Benchmark

The sbt-hydra plugin offers a hydraBenchmark command that makes it dead simple to benchmark Hydra performance against vanilla Scala on your projects. Assuming Hydra is installed, all you need to do is entering the sbt shell and execute the hydraBenchmark command:

$ sbt
[info] ...
> hydraBenchmark 10

The argument to hydraBenchmark dictates how many runs to perform. The higher is the number of runs, the more precise is the final comparison. Each run compiles both main and test sources for all dependent and aggregate projects of the currently selected project (when entering the sbt shell, the current project is the build root project - read the sbt documentation about navigating projects interactively for details).

There are two important gotchas to ensure the reported results are meaningful:

1) All applications eating up CPU (e.g., IDEs, browsers, VMs, and similar) must be closed (if you are on a Unix/OS X machine, use top to check the machine is idle) . Ideally, you may even want to reboot your machine before starting the benchmark.

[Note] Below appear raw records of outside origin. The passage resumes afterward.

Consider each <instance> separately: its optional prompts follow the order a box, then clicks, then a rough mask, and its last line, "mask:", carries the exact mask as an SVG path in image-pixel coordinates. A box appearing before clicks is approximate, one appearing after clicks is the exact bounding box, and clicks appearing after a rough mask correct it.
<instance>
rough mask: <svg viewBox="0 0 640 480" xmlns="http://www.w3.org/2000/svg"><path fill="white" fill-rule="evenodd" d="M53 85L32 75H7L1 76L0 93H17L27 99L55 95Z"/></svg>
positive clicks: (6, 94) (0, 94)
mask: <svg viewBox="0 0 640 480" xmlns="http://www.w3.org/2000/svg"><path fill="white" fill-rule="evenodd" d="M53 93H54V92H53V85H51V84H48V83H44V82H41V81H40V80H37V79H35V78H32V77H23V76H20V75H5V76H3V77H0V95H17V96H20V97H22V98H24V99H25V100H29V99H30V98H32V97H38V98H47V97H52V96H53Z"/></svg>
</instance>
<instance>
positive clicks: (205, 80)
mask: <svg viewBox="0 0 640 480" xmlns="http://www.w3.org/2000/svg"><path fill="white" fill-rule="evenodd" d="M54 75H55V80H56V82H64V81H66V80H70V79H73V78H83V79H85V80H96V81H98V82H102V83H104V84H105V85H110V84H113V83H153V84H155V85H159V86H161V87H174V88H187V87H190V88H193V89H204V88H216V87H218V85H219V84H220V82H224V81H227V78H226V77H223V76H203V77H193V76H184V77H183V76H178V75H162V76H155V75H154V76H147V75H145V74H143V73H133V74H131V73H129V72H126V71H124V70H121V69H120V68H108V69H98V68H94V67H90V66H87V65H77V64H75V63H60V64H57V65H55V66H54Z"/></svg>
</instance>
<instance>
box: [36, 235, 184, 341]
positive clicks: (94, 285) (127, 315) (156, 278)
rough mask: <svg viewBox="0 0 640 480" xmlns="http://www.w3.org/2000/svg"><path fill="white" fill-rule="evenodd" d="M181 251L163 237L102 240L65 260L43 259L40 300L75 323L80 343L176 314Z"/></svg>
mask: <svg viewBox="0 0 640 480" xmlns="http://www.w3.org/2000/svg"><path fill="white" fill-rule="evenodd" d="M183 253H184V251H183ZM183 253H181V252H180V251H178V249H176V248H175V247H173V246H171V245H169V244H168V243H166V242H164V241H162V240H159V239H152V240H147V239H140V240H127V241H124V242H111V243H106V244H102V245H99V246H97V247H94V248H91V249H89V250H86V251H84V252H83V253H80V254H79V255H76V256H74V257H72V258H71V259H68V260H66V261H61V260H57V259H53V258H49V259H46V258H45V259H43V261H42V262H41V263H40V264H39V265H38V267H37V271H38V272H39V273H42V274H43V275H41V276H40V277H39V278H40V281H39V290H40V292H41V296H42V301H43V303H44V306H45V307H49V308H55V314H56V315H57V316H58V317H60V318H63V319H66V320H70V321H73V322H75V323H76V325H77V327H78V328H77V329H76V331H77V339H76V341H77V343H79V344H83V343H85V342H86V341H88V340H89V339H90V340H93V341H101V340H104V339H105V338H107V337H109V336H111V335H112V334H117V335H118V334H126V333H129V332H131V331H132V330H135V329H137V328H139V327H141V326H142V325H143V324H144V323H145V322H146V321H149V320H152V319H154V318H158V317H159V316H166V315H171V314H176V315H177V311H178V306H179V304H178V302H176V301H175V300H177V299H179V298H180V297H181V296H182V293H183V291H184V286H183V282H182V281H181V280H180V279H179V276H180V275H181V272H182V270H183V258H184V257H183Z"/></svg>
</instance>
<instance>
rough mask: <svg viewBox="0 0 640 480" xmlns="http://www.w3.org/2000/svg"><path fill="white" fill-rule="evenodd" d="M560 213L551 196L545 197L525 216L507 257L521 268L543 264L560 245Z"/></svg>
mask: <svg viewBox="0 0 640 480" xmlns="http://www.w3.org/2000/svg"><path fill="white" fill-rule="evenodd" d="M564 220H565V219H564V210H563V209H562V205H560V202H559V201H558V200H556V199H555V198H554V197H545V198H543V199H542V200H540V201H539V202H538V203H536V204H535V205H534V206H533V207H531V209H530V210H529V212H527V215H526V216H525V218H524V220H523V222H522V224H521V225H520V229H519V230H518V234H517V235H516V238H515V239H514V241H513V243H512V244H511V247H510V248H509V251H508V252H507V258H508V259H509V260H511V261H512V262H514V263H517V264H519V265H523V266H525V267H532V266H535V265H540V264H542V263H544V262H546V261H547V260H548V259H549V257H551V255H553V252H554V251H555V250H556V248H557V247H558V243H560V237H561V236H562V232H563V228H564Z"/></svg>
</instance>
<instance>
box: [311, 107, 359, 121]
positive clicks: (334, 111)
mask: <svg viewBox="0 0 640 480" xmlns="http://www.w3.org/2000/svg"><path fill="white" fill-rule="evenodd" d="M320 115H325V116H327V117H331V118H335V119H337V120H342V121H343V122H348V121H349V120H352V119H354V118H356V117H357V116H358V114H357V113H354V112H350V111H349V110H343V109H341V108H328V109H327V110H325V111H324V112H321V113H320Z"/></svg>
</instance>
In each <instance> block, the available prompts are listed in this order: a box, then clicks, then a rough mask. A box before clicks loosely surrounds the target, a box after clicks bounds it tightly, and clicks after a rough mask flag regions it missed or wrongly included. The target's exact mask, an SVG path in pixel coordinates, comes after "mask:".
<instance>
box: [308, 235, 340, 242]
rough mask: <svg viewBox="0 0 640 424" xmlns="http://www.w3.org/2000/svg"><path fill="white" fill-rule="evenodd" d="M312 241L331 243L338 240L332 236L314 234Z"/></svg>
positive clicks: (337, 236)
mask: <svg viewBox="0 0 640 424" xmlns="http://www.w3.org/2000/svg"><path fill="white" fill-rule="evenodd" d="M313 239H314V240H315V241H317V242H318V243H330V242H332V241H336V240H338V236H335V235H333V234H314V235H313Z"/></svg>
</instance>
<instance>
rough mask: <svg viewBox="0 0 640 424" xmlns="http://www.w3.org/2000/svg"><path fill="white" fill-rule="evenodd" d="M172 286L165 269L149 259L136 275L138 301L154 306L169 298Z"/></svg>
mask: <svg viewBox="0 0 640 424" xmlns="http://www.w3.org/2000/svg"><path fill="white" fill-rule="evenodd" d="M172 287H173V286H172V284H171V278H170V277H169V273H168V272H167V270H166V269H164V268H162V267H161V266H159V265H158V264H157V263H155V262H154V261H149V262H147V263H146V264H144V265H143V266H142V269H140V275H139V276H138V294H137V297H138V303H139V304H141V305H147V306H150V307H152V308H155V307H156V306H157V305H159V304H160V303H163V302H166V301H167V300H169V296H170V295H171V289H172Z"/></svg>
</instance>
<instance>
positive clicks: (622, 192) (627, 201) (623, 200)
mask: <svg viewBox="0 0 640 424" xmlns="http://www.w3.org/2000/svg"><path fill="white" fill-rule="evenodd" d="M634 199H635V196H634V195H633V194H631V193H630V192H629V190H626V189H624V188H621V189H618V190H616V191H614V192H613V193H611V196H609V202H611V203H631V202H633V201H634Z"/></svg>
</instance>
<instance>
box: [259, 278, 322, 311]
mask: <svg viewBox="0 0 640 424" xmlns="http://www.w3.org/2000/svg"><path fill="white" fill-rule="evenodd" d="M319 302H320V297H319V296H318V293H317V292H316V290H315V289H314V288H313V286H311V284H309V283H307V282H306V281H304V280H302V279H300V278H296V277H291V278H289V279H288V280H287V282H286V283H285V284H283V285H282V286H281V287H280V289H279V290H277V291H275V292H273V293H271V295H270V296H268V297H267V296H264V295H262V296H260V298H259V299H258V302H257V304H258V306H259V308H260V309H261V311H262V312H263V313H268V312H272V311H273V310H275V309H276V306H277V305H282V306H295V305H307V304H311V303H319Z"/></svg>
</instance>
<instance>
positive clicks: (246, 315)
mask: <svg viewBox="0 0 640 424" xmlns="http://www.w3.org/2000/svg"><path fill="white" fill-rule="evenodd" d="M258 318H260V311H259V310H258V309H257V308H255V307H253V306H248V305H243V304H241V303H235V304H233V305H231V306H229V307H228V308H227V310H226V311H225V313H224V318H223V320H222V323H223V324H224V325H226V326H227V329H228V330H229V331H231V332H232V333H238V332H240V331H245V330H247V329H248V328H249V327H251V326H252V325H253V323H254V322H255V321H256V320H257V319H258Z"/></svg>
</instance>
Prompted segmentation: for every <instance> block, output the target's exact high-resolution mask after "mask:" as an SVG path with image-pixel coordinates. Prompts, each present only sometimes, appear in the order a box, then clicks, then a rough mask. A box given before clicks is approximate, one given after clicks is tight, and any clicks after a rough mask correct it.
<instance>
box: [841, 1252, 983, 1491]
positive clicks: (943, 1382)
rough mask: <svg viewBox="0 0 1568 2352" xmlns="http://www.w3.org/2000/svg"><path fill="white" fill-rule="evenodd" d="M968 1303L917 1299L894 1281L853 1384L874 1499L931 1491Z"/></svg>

2) Check that sbt has enough memory to compile your project. If you are unsure that's the case, you can check your project's memory consumption with the help of a profiler. Also, you may find some useful information in the memory tuning section.

Note that if you are using a laptop, it's highly recommended to run the benchmark when your machine is plugged to a power supply. Also, check that all energy savings settings are disabled.

If it looks all good, just go ahead and execute the hydraBenchmark command on your project:

$ sbt
[info] ...
> hydraBenchmark 10
...
[info] Warming up JVM.

The benchmark's execution starts by warming up the JVM. Why? Because each time we start sbt the JVM is in a “cold” state: the bytecode is not yet JIT-compiled and all the project dependencies are not in the OS filesystem cache yet. As the code runs the JVM “warms up” by JIT-compiling methods that are executed frequently, and build times improve quickly. All versions of the code benefit from a warm JVM. Therefore, for the collected compile times to be stable and meaningful, we must start by warming up the JVM. This boils down to execute a number of compile cycles without recording the compilation time. When the JVM is deemed warm, each of the subprojects is compiled N times (where N is the number of runs passed to the hydraBenchmark command), and the exact compile time for each subproject is tracked.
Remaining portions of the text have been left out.